第12話 天才と錬金術


「そもそも、みんなは“珍しい力”“特別な力”って聞いて何を思いつくのかしら?」


 そう質問すると、三人は少し考えてから語りだす。


「んー、私が知っているのは、まずお医者さんだね。それも普通のお医者さんじゃなくって、協会に勤めているお医者さん。他には冒険者さんたちかな。有名な人ほど強力で珍しい力を持っているって聞いたことあるよ」

「ああ、そこらへんが有名だな。俺もその二つを真っ先に思いついた。……他には魔術師か。冒険者と被るが、城勤めもいるからな。それと魔道具師も有名なんじゃないか?」

「それ以外となるとそうだねぇ……。巫女というのも聞くね。神の声を聴き、その力を行使できる。協会の象徴とされる存在かね」


 三人は当然知っていることであるかのように、説明する。


 知らない情報ばかりだ。近い職業を思い浮かべられるものもあれば、想像もできないものもあった。

 私はもちろん知っていましたよ、というのを装い、神妙にうなづく。


「ええ、そうね。……私はね、そのどれでもない、錬金術という力を使える者なの」


 雰囲気にのまれたのか、リアがコクリと喉を鳴らした。


「錬金術というのは……説明しながらの方が良いわね。鍋借りるわよ」


 そう言って、私は席を立ち、村長の家にあった大きな鍋を手に取る。


「これはいい鍋ね。……本当なら、大釜といって大人が二・三人入れるほど大きなものでやるのだけれど。ないものねだりね」


 その鍋を床に置き、手をかざして魔力をためる。

 しばらくすると、鍋の中が七色のもので満たされた。


「キレイ……」


 いつの間にか近くで様子を眺めていたリアが、つぶやく。

 そうでしょう、そうでしょう。


 私は気を良くしながら、今度は懐に忍ばせていた木の棒を強く握り、魔力を込める。


「本当はこれも、そこらの木の棒なんかじゃなくって、専用の杖が良いのだけれどね」


 木が私の魔力で満ちたら、手を離す。

 さらに懐から、道中取ってきた草を並べた。


「お願いがあるのだけれど、水をコップ一杯分持ってきてくれないかしら」

「ちょっと待ってて!」


 リアが素早く出ていく。

 楽しみにしてくれているようで、私も嬉しい。


 少しもしないで、持ってきたよ! と元気よく水を差し出された。


「ありがとう。――さて。今ここに並べている物を使って、リアお姉さんのお父さん、デンさんの病気が治るかもしれない薬を作るわ」


 リアが大きく目を見開いた。


 ゴイも義理の父であるから心配していたのだろう。祈るように手を握っている。

 村長だって、みなを家族と言っていた。期待のまなざしで私を見る。


 ――自分でハードルを上げといてなんだけど、失敗した時がつらいわね。


 それでも成功させるのだけど。


「だって私は、天才なんだもの」


 自分に言い聞かせるように宣言して、材料を鍋へ投入していく。


 入ってすぐ、鍋の中で材料たちが解けていくのが分かった。

 それを木の棒を使って、丹念に混ぜる。

 元の世界と変わらない感覚。ひとまず安心だ。


「錬金術というのわね。素材を分解して、再構築させる力のことなの」


 私の魔力が危なげなく木の棒を伝って、鍋へと浸透していく。

 ああ、心地よい。
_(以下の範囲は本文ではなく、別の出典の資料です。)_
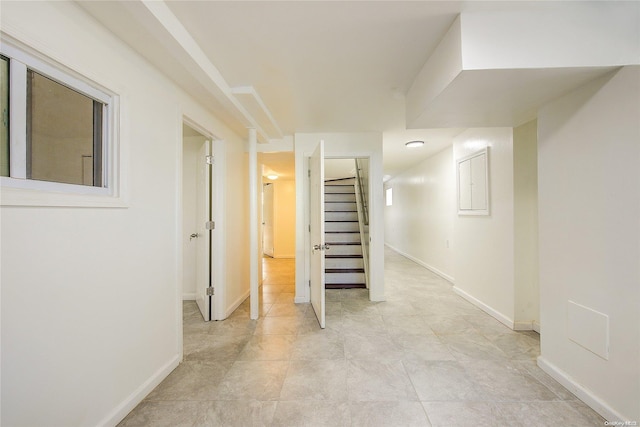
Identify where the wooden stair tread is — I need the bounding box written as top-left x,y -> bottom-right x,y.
326,255 -> 363,259
325,268 -> 365,273
325,283 -> 366,289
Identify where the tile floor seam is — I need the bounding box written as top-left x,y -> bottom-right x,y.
119,253 -> 606,426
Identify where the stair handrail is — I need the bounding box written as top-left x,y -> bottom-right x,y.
355,159 -> 369,226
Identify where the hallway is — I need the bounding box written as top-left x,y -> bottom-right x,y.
119,249 -> 604,426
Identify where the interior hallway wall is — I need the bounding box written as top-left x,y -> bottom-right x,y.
0,2 -> 247,425
537,66 -> 640,422
384,147 -> 454,281
452,128 -> 515,326
220,140 -> 249,319
273,180 -> 296,258
513,120 -> 539,329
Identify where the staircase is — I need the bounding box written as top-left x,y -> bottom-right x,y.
324,177 -> 366,289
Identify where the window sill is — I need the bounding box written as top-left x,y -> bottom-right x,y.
1,178 -> 127,208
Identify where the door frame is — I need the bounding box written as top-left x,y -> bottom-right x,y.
295,140 -> 385,304
179,115 -> 226,324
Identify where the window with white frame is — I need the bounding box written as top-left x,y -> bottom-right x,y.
1,42 -> 115,196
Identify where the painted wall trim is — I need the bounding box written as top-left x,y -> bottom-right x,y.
513,321 -> 535,331
295,295 -> 310,304
533,321 -> 540,334
98,355 -> 180,427
182,293 -> 196,301
385,243 -> 455,284
225,288 -> 251,319
453,286 -> 515,330
537,356 -> 626,422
楽しい。嬉しい。


「存在する全ての物は、物質が集まって構成されているの。例えば人間だけど、私たちの体は一つよ。けれど、体にも腕があって、足があって、頭があるわ。頭にも目があって、耳があって、口があって、鼻がある。さらに言えば、目にもまぶたがあって、まつ毛があって、眼球がある。……そんな感じで、物はどんどん小さくしていけるの」


 伝える魔力を変える。

 そのまま混ぜていくと、解けた材料たちがまた一つになっていく。それも、先ほどとは違う形になって。
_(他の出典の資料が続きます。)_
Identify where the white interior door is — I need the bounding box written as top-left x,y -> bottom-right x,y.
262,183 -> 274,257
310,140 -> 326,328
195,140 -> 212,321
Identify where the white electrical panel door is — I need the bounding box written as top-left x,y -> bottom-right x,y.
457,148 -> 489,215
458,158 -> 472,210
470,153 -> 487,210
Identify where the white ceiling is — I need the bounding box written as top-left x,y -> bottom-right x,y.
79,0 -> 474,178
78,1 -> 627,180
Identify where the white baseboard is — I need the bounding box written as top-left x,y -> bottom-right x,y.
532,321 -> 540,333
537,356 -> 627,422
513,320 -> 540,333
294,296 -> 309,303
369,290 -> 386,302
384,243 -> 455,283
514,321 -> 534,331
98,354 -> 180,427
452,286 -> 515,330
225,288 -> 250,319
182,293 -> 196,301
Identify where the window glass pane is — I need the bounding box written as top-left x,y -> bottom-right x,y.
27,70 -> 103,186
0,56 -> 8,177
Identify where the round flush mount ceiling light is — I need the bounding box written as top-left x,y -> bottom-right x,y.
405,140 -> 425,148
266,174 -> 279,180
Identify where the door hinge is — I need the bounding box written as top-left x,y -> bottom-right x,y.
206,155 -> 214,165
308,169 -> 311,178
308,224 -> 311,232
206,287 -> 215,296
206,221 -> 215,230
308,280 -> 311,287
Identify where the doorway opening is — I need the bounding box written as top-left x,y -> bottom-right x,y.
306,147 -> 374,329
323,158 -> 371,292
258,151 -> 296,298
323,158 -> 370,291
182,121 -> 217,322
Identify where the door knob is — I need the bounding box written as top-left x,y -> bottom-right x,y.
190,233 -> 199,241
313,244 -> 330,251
「小さくしていって、バラバラになったものを集めて一つにする。元は組み合わさっていなかった物たちを一つにするの。合わせ方は何通りもあるわ。もちろん、うまく纏まらなくって砕けてしまう物も出来てくる。けれど、そうならないように特性を見て、機嫌を見て、思った通りの形に整えるのが錬金術よ」


 整えるようにグルグルと数回混ぜる。


 ――できた。


 この世界で初めての、私の調合品。


 水の入っていたカップに完成した薬を注いで、リアに渡す。


「飲ませるのも、そこで捨てるのも。あなたと、そしてデンさんの自由よ」


 その言葉を最後まで聞かずに、リアは外へと駆けだした。